About this Video
Water droplets are ubiquitous and is fundamental to how we do biology. Can we combine physics, material science and electronics to program them? State-of-the art liquid handling systems in biology are generally pump-driven systems connected with valves and tubes. These systems are manually assembled, expensive, and unreliable. However, the electronics industry has demonstrated how to build robust integrated systems for information manipulation. With this as our motivation, we look toward electronics and integrated circuits to bring miniaturization, complexity, and integration to enable the next generation of biology.
About the Speaker
Scientist and a designer Udayan Umapathi seeks to blur the boundary between the natural and synthetic computation. His work is underlined by the idea that “computation is a way of understanding the universe.” More specifically, his research investigates how physical matter can be manipulated through computation (Example here).
His most recent work focused on using programmable water droplets to create computer interfaces and automate biology.
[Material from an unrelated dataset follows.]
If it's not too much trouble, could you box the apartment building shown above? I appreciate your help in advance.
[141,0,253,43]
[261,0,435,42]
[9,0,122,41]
Currently, he is focused on scaling this work to enable the next-generation of biological processes.
Before joining the MIT Media Lab, Udayan worked at various research labs, and in industry; he was also co-founder of several start-ups. His work has been showcased at international venues such as ACM UIST, ACM CHI, and MRS, and has been exhibited at various art galleries.
Udayan is advised at the Media Lab by Professors Prof.Hiroshi Ishii, Prof.Neil Gershenfeld, and Joseph M. Jacobson.